Votre commission des finances a souhaité se saisir pour avis des articles 1 ( * ) des titres II (dispositions applicables à l'ensemble des régimes, mesures d'âge), III (mesures de rapprochement entre les régimes), IV (pénibilité du parcours professionnel), V (mesures de solidarité), V bis (emploi des seniors) et V ter (épargne retraite).

Compte tenu du calendrier retenu au Sénat pour l'examen du présent projet de loi, votre rapporteur pour avis n'a pas été en mesure de travailler sur le texte adopté par la commission des affaires sociales du Sénat saisie au fond. Par conséquence, les références, sauf mention expresse, correspondent au texte voté par l'Assemblée nationale.

L'encadré ci-dessous présente les principaux amendements adoptés par la commission des affaires sociales lors d'une réunion concomitante à celle de votre commission sur le présent projet de loi.

Les principales modifications introduites

par la commission des affaires sociales du Sénat

Réunie les 28 et 29 septembre 2010, la commission des affaires sociales a adopté le projet de loi portant réforme des retraites, auquel elle a apporté 113 amendements.


Afin de renforcer les dispositifs de solidarité en faveur des personnes les plus fragiles , elle a :

- élargi l'accès à la retraite anticipée pour handicap, actuellement réservée aux personnes atteintes d'une incapacité permanente au moins égale à 80 % ayant accompli une durée minimale d'activité, à celles reconnues en qualité de travailleurs handicapés ( article 29 sexies ) ;

- permis aux demandeurs d'emploi actuellement titulaires de l'allocation équivalent retraite (AER) d'en conserver le bénéfice jusqu'à l'âge de leur départ en retraite, afin d'éviter que certains d'entre eux se retrouvent sans autres ressources que le RSA dans l'attente de pouvoir liquider leur pension ( article 32 bis B ).
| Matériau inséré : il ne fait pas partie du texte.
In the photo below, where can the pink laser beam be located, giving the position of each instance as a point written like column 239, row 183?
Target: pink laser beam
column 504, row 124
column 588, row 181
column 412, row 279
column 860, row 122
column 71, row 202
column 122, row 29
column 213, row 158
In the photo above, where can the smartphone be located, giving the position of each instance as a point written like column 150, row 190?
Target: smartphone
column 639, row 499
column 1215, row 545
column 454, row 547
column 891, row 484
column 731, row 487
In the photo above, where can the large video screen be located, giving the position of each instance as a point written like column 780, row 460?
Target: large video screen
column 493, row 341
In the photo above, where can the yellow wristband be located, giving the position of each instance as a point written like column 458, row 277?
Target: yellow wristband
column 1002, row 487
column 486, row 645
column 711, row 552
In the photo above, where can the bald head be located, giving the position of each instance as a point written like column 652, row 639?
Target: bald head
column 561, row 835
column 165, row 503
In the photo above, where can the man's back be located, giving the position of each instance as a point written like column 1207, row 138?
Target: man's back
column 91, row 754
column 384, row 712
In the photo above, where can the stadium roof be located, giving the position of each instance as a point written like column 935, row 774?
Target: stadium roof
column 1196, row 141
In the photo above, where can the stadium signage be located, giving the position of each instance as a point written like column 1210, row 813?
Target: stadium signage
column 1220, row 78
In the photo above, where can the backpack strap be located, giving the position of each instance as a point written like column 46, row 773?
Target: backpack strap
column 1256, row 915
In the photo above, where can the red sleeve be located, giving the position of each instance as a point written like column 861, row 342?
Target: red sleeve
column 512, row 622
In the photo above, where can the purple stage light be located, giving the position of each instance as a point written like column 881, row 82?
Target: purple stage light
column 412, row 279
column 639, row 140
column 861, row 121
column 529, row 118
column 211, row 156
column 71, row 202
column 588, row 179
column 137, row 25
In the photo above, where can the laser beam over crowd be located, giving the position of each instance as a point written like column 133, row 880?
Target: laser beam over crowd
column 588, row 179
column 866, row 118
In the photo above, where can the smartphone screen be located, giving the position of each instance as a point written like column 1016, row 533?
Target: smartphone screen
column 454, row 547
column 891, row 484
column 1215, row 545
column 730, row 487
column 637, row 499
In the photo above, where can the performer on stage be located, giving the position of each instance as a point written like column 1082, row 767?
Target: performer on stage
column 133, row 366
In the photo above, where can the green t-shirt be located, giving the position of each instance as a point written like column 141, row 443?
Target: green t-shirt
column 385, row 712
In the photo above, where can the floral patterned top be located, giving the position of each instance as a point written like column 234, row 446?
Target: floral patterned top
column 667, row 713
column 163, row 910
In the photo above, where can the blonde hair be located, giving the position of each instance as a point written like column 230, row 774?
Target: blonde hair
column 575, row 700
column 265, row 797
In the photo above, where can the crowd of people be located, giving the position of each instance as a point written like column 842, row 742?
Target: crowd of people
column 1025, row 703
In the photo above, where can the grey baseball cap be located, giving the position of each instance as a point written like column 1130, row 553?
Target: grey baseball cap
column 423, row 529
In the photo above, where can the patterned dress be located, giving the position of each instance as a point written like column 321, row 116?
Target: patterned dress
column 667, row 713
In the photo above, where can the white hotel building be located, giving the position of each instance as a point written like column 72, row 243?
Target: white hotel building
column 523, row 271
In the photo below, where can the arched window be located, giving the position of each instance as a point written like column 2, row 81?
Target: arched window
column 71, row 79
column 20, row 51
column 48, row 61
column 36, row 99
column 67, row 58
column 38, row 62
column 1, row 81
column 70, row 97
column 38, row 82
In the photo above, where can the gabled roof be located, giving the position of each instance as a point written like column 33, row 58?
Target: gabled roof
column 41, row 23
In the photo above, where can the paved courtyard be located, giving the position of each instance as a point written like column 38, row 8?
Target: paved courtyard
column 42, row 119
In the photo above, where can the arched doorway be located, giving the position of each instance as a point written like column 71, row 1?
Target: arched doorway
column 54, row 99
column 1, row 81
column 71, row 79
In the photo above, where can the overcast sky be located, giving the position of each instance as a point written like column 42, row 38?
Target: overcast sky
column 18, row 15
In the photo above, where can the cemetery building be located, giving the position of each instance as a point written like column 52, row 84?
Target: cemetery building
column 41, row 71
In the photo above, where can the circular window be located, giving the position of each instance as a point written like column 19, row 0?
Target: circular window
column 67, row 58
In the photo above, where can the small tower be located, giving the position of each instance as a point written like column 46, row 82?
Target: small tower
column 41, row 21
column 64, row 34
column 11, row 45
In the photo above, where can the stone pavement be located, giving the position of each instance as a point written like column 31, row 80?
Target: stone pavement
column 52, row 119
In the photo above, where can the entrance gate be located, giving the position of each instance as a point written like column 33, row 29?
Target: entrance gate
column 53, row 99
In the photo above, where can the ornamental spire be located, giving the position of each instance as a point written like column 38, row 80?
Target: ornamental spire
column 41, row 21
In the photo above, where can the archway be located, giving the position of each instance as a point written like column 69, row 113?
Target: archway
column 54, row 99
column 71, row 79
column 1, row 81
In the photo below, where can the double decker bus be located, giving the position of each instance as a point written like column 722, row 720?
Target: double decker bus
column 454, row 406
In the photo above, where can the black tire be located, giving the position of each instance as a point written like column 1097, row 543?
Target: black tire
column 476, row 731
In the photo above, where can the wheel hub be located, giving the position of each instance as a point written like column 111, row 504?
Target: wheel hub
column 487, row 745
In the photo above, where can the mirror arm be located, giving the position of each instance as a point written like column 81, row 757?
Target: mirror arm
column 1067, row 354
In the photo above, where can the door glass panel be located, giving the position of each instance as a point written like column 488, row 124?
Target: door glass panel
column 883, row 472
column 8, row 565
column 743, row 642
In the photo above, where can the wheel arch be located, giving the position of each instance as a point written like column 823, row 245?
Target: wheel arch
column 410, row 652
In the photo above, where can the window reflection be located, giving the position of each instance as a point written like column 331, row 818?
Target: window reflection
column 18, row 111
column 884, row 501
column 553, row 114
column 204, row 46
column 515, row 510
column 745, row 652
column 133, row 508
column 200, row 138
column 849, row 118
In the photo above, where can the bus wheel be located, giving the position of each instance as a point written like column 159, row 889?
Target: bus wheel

Sur les dispositions relatives à la pénibilité , la commission a :

- réorganisé le dispositif pour distinguer clairement ce qui relève de la prévention et ce qui justifie une réparation ;

- prévu que le président du conseil d'administration du service de santé au travail sera élu alternativement parmi les représentants des employeurs et parmi ceux des salariés ( article 25 sexies ) ;

- institué un lissage du versement des allocations de cessation anticipée d'activité des travailleurs de l'amiante ( article 27 sexies A ) afin d'éviter un effet de seuil consécutif au relèvement des bornes d'âge.


Afin de renforcer l'effectivité du projet de loi en matière de pilotage des régimes , la commission a :

- inscrit dans le code de la sécurité sociale les principes essentiels de l'assurance vieillesse, confirmant ainsi son attachement à la retraite par répartition et au droit de tout retraité de bénéficier d'une pension en rapport avec les revenus qu'il a tirés de son activité ( article 1 er A ) ;

- donné au comité de pilotage des régimes de retraite un rôle d'alerte en cas de dérapage des comptes entraînant un risque sérieux pour la pérennité financière du système de retraite ( article 1 er ) ;

- supprimé l' article 1er bis du projet de loi, qui prévoyait le dépôt d'un rapport sur les redéploiements futurs de ressources et de charges entre régimes de retraite.


* 1 Les articles font l'objet d'un commentaire global, sauf ceux du titre V ter sur l'épargne retraite, qui concentrent la totalité des huit amendements adoptés par votre commission des finances et sont analysés en détail.